4° de woning of het gebouw die/dat geen voorwerp meer kan uitmaken van een omgevingsvergunning omdat een voorlopig of definitief onteigeningsplan is vastgesteld en de woning is aangeduid als te onteigenen goed, voor een periode van maximum 3 jaar;
5° de woning of het gebouw die/dat, krachtens decreet, beschermd is als monument, stads- of dorpsgezicht, of opgenomen is op een bij besluit vastgesteld ontwerp van lijst tot bescherming als monument, stads- of dorpsgezicht en waarvoor een restauratiepremiedossier bij de bevoegde overheid is ingediend en ontvankelijk verklaard;
6° de woning of het gebouw die/dat vernield of beschadigd werd ten gevolge van een plotse ramp, met dien verstande dat deze vrijstelling slechts geldt gedurende een periode van drie jaar volgend op de datum van de vernieling of beschadiging;
7° de woning of het gebouw die/dat onmogelijk daadwerkelijk gebruikt kan worden omwille van een verzegeling in het kader van een strafrechtelijk onderzoek of omwille van een expertise in het kader van een gerechtelijke procedure, met dien verstande dat deze vrijstelling slechts geldt gedurende een periode van twee jaar volgend op de aanvang van de onmogelijkheid tot daadwerkelijk gebruik;
8° de woning of het gebouw die/dat gerenoveerd wordt blijkens een niet vervallen omgevingsvergunning voor stabiliteitswerken of sloopwerkzaamheden, met dien verstande dat deze vrijstelling slechts geldt gedurende een termijn van drie jaar volgend op het uitvoerbaar worden van de stedenbouwkundige vergunning;
9° de woning of het gebouw die/dat gerenoveerd wordt zonder omgevingsvergunning, mits de betrokkene door middel van een gedetailleerd dossier (timing, aard werken, kostprijs) aantoont dat het een totale verbouwing betreft en waarbij de woning wordt aangepast aan de huidige woningkwaliteitsnormen.
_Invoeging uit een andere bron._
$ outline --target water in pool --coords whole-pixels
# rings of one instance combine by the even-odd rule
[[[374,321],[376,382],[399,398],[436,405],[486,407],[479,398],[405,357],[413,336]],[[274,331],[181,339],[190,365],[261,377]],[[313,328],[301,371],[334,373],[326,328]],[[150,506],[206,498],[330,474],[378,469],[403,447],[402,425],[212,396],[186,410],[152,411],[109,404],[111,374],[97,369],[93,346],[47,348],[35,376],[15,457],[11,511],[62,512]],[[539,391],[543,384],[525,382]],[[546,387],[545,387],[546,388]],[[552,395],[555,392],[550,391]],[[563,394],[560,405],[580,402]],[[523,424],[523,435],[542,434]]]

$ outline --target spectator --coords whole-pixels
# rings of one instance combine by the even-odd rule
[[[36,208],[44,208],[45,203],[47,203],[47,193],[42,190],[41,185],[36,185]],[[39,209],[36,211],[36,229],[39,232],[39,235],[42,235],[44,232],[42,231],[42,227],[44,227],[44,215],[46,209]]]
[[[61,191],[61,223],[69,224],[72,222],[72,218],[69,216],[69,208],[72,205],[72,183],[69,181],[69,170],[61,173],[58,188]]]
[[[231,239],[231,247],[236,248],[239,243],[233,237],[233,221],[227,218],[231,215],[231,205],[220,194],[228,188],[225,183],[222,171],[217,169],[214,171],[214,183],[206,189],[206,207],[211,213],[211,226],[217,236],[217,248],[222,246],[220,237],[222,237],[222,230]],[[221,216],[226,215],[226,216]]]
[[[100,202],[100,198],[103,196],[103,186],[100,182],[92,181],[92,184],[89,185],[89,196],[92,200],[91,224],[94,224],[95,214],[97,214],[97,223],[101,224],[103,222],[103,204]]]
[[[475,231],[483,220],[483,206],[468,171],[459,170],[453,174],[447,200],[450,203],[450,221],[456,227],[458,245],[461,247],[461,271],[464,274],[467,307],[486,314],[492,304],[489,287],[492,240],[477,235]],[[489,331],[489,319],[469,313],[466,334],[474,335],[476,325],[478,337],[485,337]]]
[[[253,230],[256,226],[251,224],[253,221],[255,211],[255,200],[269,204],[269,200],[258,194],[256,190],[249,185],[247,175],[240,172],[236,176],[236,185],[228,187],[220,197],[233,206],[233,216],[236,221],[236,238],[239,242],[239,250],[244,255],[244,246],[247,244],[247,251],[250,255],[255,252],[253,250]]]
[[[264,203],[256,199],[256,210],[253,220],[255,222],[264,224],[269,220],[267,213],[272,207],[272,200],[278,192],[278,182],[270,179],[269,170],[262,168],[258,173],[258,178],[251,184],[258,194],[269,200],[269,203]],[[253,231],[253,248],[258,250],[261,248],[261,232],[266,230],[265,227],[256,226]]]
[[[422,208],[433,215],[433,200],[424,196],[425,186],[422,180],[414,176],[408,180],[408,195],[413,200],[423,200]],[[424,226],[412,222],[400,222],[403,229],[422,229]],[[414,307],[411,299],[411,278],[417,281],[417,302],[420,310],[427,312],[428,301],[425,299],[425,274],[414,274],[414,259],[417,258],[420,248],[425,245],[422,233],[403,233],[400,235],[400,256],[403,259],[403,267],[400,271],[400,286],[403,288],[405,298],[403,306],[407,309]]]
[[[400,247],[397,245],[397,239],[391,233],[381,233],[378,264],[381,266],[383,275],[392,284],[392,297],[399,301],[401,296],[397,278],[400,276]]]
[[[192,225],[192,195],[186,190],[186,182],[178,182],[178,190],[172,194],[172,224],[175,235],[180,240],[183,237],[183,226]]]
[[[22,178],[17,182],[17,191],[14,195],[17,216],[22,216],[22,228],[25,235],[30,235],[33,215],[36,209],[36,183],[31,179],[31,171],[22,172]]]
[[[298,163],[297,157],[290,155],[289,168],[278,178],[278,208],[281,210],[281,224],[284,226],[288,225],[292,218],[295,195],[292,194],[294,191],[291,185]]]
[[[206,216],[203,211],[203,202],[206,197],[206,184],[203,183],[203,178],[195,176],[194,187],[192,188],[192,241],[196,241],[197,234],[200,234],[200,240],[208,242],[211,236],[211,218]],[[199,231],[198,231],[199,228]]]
De werken worden jaarlijks aangetoond aan de hand van foto’s en bijgevoegde facturen. De vrijstelling wordt jaarlijks opnieuw aangevraagd en is verlengbaar tot maximum drie jaar.
10° de woning of het gebouw die/dat eigendom is van: een erkende sociale huisvestingsmaatschappij, een erkend sociaal verhuurkantoor, de Vlaamse Maatschappij voor Sociaal Wonen, IGEAN, AGB of OCMW voor een termijn van 3 jaar
11° de woning of het gebouw die/dat het voorwerp uitmaakt van een overeenkomst met het oog op renovatie-, verbeterings- of aanpassingswerkzaamheden in de zin van artikel 18, § 2, van de Vlaamse Wooncode;
12° de woning of het gebouw die/dat het voorwerp uitmaakt van een door de gemeente, het Openbaar Centrum voor Maatschappelijk Welzijn of een sociale woonorganisatie verkregen sociaal beheersrecht, overeenkomstig artikel 90 van de Vlaamse Wooncode.
13° bedrijfsgebouwen met een ondergeschikt woonfunctie in het gebouw, mits het woongedeelte mee wordt gebruikt als bedrijfsruimte of mits het woongedeelte leeg staat, maar niet betreedbaar is door middel van een aparte inkom.

Artikel 6

De belasting wordt door middel van een kohier ingevorderd. Het kohier wordt opgemaakt en uitvoerbaar verklaard door het college van burgemeester en schepenen.

Artikel 7

De vestiging en invordering van de belasting evenals de regeling van de geschillen ter zake gebeurt volgens de modaliteiten vervat in het gelijknamige decreet van 30 mei 2008.

Artikel 8

Deze verordening wordt aan de toezichthoudende overheid toegezonden. Het reglement zal worden afgekondigd en bekendgemaakt overeenkomstig artikel 287 van het decreet lokaal bestuur.